The combination of parallelism and contrast that we observe in Lear and Gloster, and again in the attitude of the two brothers to their father's superstition, is one of many indications that in King Lear Shakespeare was working more than usual on a basis of conscious and reflective ideas. Perhaps it is not by accident, then, that he makes Edgar and Lear preach to Gloster in precisely the same strain. Lear says to him:

If thou wilt weep my fortunes, take my eyes. I know thee well enough; thy name is Gloster: Thou must be patient; we came crying hither: Thou know'st, the first time that we smell the air, We wawl and cry. I will preach to thee: mark.

Edgar's last words to him are:

What, in ill thoughts again? Men must endure Their going hence, even as their coming hither: Ripeness is all.
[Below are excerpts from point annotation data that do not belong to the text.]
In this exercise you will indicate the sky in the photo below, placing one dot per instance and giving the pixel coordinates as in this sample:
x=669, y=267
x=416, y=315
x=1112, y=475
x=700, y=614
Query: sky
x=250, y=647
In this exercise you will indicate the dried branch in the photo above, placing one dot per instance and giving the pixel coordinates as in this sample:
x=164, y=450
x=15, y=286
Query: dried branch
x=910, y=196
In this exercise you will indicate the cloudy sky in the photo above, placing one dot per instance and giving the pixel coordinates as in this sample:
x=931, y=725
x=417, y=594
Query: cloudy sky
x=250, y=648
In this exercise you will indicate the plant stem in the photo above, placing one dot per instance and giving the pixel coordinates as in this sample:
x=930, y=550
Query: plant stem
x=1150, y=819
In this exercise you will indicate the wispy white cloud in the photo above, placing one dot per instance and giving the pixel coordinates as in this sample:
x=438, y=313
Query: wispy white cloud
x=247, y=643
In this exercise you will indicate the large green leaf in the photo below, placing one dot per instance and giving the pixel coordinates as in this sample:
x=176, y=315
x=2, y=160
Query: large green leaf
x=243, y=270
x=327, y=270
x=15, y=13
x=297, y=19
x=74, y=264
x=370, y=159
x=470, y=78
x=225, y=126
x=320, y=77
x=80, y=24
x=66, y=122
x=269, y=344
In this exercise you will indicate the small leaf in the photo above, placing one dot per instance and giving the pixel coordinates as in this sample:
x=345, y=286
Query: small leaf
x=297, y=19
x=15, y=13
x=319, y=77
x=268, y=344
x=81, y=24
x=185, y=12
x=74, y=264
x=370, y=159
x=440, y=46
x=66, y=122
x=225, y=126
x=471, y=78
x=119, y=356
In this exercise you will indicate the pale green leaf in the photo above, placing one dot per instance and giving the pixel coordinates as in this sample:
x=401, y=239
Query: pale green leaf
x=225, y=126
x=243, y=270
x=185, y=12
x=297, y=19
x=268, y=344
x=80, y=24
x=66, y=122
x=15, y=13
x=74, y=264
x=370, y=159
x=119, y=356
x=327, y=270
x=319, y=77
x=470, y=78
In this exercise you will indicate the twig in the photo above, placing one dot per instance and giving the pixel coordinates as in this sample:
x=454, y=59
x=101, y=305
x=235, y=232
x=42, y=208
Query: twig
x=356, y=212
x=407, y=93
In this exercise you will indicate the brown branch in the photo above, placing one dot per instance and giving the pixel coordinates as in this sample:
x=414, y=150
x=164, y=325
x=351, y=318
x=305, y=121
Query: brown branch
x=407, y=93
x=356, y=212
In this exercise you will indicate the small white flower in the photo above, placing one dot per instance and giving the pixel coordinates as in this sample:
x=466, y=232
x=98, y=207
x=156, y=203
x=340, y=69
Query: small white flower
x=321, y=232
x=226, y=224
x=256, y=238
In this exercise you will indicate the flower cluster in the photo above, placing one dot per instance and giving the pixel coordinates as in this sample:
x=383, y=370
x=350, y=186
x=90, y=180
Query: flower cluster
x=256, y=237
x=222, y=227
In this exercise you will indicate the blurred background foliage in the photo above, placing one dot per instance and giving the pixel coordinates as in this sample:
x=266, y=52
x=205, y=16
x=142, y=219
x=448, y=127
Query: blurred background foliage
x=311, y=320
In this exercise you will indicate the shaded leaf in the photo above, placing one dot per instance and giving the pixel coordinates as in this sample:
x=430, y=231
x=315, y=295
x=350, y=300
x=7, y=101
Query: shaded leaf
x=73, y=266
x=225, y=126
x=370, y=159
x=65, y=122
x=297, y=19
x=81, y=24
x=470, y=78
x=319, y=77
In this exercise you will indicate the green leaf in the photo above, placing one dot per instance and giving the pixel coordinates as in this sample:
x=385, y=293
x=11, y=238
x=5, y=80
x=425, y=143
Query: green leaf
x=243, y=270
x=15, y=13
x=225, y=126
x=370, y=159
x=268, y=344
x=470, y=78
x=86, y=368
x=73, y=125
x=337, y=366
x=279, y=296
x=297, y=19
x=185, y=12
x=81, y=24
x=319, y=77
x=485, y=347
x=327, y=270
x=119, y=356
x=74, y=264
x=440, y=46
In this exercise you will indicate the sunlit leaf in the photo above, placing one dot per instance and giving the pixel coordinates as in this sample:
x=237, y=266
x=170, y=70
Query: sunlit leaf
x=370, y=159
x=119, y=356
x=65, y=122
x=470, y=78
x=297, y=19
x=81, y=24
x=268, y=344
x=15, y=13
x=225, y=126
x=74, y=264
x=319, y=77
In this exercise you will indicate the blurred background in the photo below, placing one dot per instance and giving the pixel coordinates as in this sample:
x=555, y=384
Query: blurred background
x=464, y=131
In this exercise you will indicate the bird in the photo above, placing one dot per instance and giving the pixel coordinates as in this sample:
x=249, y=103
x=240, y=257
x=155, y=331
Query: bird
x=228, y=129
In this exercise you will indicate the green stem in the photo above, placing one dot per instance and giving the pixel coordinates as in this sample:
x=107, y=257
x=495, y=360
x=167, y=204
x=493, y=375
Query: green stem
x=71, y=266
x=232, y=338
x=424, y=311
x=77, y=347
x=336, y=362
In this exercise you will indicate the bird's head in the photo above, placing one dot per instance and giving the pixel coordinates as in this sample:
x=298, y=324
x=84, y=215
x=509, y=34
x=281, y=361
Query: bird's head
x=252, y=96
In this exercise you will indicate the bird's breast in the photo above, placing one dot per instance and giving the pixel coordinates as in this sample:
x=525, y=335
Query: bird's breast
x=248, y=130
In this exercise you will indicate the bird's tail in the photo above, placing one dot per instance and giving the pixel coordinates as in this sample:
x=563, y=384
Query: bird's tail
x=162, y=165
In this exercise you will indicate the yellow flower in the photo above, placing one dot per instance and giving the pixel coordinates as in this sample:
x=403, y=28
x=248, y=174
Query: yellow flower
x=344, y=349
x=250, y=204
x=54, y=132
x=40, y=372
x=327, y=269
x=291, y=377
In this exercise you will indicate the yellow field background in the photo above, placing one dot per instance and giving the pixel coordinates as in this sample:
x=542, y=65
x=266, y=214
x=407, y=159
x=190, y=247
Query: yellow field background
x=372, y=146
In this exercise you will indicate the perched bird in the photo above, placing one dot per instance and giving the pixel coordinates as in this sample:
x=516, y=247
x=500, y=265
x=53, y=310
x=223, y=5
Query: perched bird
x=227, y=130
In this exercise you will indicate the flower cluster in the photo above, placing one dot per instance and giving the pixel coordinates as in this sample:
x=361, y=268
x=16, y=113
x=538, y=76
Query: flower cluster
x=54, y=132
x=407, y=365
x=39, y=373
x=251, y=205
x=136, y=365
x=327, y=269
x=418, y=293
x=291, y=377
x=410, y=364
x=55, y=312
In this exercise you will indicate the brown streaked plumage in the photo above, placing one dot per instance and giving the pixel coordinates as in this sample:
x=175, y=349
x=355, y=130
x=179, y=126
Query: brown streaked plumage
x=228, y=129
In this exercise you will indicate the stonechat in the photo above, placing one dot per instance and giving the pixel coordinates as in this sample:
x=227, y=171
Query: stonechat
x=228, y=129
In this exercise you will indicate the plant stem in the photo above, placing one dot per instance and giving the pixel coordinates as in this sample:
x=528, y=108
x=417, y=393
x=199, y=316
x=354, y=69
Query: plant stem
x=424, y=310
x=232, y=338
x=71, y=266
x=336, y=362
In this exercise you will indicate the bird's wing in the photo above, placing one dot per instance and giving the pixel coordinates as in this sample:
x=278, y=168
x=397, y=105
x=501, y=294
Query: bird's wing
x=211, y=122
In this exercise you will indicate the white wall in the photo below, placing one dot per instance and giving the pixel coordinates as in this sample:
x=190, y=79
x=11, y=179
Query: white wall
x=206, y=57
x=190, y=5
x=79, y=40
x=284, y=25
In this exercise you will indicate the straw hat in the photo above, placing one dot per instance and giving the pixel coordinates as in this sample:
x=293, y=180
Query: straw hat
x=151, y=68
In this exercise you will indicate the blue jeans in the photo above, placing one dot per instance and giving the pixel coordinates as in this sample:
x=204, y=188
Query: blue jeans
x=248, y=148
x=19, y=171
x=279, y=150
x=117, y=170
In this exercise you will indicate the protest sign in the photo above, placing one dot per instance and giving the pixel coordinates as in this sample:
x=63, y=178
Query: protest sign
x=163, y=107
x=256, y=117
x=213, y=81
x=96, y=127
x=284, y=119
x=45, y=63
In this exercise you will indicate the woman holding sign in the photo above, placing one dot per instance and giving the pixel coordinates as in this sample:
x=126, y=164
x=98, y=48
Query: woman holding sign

Albany is merely sketched, and he is so generally neglected that a few words about him may be in place. He too ends a better and wiser man than he began. When the play opens he is, of course, only just married to Goneril; and the idea is, I think, that he has been bewitched by her fiery beauty not less than by her dowry. He is an inoffensive peace-loving man, and is overborne at first by his 'great love' for his wife and by her imperious will. He is not free from responsibility for the treatment which the King receives in his house; the Knight says to Lear, 'there's a great abatement of kindness appears as well in the general dependants as in the duke himself also and your daughter.' But he takes no part in the quarrel, and doubtless speaks truly when he protests that he is as guiltless as ignorant of the cause of Lear's violent passion. When the King departs, he begins to remonstrate with Goneril, but shrinks in a cowardly manner, which is a trifle comical, from contest with her. She leaves him behind when she goes to join Regan, and he is not further responsible for what follows. When he hears of it, he is struck with horror: the scales drop from his eyes, Goneril becomes hateful to him, he determines to revenge Gloster's eyes. His position is however very difficult, as he is willing to fight against Cordelia in so far as her army is French, and unwilling in so far as she represents her father. This difficulty, and his natural inferiority to Edmund in force and ability, pushes him into the background; the battle is not won by him but by Edmund; and but for Edgar he would certainly have fallen a victim to the murderous plot against him. When it is discovered, however, he is fearless and resolute enough, beside being full of kind feeling towards Kent and Edgar, and of sympathetic distress at Gloster's death. And one would be sure that he is meant to retain this strength till the end, but for his last words. He has announced his intention of resigning, during Lear's life, the 'absolute power' which has come to him; and that may be right. But after Lear's death he says to Kent and Edgar:

  Friends of my soul, you twain

Rule in this realm, and the gored state sustain.

If this means that he wishes to hand over his absolute power to them, Shakespeare's intention is certainly to mark the feebleness of a well-meaning but weak man. But possibly he means by 'this realm' only that half of Britain which had belonged to Cornwall and Regan.